Not true -- it’s just dormant -- circumventing necessary licensing processes guarantees backlash.
The Economist, ‘12
[“The 30-year itch: America’s nuclear industry struggles to get off the floor,” 2-18, http://www.economist.com/node/21547803]
Some claim that the Georgia decision heralds a nuclear renaissance in America. Another four reactors—two in South Carolina and two in Florida—are up for NRC approval this year, with the South Carolina decision just weeks away. The coal industry may be fighting new federal emissions standards, air-pollution regulations and even the idea of carbon pricing, but those things are all a boon for carbon-free nuclear power. Steven Chu, America's energy secretary, has called nuclear power an essential part of America's energy portfolio, and has been vocal about the administration's commitment to “restarting the American nuclear industry”. In 2009 Lamar Alexander, Tennessee's senior senator, called for 100 new reactors to be built by 2030. The following year Mr Obama proposed tripling the nuclear loan-guarantee programme to $54 billion. Mr Obama's proposed budget for fiscal 2013 (which begins this October) includes money to fund research into advanced small “modular” reactors. Still, nuclear power faces strong headwinds. A poll taken last year showed that 64% of Americans opposed building new nuclear reactors. The NRC's last new reactor approval predates Three Mile Island, Chernobyl and Fukushima, all of which dented public support (and not just in America either: nuclear power supplies three-fourths of France's electricity, yet in one poll 57% of French respondents favoured abandoning it). America's anti-nuclear movement has been as quiet as its nuclear industry, but as one comes to life so will the other.

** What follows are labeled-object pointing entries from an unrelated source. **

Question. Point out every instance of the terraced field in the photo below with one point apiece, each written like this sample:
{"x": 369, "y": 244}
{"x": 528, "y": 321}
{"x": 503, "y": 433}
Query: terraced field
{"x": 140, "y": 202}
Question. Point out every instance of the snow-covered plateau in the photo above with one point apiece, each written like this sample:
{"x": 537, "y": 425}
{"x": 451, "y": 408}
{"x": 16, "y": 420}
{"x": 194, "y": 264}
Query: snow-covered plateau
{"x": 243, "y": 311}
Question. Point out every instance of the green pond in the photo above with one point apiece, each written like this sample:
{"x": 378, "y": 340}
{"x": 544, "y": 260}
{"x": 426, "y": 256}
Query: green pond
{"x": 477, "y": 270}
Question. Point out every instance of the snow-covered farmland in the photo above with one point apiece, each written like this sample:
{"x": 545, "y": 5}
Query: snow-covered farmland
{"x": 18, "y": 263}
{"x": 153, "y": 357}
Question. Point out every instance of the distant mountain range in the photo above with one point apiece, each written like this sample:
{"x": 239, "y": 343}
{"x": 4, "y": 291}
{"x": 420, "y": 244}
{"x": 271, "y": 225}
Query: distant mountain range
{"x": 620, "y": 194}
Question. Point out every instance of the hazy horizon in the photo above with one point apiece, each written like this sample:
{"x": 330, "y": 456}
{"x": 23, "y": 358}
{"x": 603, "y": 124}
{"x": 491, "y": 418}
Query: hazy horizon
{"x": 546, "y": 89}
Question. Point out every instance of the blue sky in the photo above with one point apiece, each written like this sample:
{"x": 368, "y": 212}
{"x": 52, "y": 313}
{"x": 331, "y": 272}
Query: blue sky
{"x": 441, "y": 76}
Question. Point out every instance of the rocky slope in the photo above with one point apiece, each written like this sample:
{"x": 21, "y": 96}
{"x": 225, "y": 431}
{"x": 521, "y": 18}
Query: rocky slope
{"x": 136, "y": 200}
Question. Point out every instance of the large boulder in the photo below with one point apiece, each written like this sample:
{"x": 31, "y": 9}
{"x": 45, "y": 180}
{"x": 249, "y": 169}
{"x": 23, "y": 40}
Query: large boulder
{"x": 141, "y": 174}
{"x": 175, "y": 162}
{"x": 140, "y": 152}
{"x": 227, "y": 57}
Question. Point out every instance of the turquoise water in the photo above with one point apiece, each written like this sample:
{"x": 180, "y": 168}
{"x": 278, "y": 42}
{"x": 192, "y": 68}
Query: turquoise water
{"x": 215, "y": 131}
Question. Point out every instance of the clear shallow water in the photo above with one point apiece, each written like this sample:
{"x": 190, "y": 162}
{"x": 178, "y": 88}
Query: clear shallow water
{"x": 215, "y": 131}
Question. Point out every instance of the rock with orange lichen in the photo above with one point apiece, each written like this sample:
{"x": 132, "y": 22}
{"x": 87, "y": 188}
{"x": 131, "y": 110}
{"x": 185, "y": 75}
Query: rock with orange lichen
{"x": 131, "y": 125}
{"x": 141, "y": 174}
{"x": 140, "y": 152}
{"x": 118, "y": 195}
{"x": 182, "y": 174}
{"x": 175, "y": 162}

Already a consortium of nine environmental groups plans to contest the Vogtle licence in court, alleging that the NRC violated the National Environmental Policy Act by failing fully to consider the environmental impact of the new reactors. Mindy Goldstein, who heads the Turner Environmental Law Clinic in Atlanta and is representing the nine groups, said that the NRC failed to “consider the implications of Fukushima” before issuing its licences.